Now Greg does say that this is how they patch their lab servers, so it isn’t clear whether this is how they treat their production servers. However it is still a topic worth discussing.
The short answer, from my point of view, is that running the DAG maintenance scripts is the wisest course of action. And I’m sure that anyone who has experienced a scenario where those scripts fail to switchover a database due to some other underlying condition at the time would agree with me.
For anyone else who is just running them because it looks like “the way it is done”, and is curious why this is the wisest course of action, let’s look briefly at the possible consequences of not running the DAG maintenance scripts during server maintenance.
Consider that Exchange Server is an application running on a Windows server. When someone tells that server to shut down or restart, Windows is going to shut down or restart.
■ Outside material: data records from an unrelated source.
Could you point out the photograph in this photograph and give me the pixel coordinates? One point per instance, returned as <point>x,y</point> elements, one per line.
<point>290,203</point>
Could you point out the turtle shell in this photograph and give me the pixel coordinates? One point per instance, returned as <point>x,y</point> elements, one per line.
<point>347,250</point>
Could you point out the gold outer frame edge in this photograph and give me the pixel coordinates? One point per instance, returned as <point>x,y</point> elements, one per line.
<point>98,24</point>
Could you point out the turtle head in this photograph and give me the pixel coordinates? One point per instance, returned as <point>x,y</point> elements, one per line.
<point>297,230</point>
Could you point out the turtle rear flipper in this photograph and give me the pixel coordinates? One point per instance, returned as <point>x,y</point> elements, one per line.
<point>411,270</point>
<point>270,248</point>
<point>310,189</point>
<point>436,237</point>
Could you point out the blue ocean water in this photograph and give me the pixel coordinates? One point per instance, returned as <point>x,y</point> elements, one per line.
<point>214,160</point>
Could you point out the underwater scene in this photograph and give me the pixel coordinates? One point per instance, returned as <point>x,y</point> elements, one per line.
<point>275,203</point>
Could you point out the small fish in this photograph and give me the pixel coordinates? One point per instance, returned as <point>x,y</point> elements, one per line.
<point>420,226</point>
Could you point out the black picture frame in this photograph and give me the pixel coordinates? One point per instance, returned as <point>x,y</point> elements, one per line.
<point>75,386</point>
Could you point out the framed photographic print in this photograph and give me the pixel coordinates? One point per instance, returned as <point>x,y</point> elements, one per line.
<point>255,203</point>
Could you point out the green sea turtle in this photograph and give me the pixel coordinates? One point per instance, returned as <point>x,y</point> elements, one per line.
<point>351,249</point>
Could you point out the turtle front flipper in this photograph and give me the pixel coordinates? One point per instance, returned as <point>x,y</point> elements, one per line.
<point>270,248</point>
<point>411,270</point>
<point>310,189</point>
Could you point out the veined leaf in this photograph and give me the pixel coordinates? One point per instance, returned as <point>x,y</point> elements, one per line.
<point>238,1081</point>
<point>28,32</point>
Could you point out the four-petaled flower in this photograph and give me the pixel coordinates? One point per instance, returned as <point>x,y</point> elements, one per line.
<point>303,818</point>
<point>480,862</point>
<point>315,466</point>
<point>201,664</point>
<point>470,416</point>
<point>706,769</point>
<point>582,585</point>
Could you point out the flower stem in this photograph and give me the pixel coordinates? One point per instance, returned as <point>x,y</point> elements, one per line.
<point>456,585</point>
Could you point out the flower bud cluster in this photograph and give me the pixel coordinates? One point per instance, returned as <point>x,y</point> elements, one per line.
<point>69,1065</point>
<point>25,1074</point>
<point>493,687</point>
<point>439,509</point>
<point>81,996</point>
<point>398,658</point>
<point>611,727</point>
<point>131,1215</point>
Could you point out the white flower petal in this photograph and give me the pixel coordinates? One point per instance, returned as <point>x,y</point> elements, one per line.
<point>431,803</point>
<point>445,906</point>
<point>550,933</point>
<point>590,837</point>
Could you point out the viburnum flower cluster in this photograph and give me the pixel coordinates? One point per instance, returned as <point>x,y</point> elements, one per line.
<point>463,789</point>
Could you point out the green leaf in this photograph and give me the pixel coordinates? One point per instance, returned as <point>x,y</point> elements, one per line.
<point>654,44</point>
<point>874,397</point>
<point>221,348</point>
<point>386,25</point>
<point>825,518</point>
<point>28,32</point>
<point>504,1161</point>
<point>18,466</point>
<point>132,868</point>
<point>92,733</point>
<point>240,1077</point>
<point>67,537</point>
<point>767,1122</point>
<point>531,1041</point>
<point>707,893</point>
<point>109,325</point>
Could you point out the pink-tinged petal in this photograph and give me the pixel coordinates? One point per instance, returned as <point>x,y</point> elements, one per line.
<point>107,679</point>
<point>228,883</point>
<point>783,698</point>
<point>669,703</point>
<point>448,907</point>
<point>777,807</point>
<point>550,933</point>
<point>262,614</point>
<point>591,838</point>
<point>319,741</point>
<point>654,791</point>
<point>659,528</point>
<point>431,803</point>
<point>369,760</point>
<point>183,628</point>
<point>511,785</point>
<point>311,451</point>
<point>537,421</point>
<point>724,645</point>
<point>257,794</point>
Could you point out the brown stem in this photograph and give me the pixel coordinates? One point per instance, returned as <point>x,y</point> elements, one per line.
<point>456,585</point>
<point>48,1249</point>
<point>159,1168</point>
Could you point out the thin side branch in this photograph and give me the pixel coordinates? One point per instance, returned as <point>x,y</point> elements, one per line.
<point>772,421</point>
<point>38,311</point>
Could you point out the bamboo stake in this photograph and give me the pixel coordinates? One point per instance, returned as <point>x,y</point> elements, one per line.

In most situations the Exchange Server gets little say in the matter.
In the process of Windows Server stopping Exchange services, the Primary Active Manager will try to switchover any active mailbox database copies to another DAG member. In a simple two-member DAG it is pretty obvious where the active database copy will end up. In larger DAGs there is a little more to it. If you want to dive into the full details read up on the Best Copy Selection process here.
If you do read that then you might notice the term “lossy failover”.
A lossy failover is a potential data loss scenario. And the default AutoDatabaseMountDial setting of “GoodAvailability” allows lossy failovers to occur. And even with Exchange Server’s ability to automatically attempt to recover data lost in a lossy failover, it is not a guarantee.
For a test lab this is not likely to be a concern, and most of the time I allow my own test lab servers to automatically patch and restart (on separate schedules) without my manual intervention.
From time to time there is a problem as a result of that, which requires me to apply a little bruce force and occasionally accept some data loss to bring all databases online again.
In a production environment I would really hate to put myself in that situation, or know that others are putting themselves in that situation simply because they can’t be bothered running the DAG maintenance scripts. My recommendation is to always use the DAG maintenance scripts during patching or other server maintenance on your DAG members.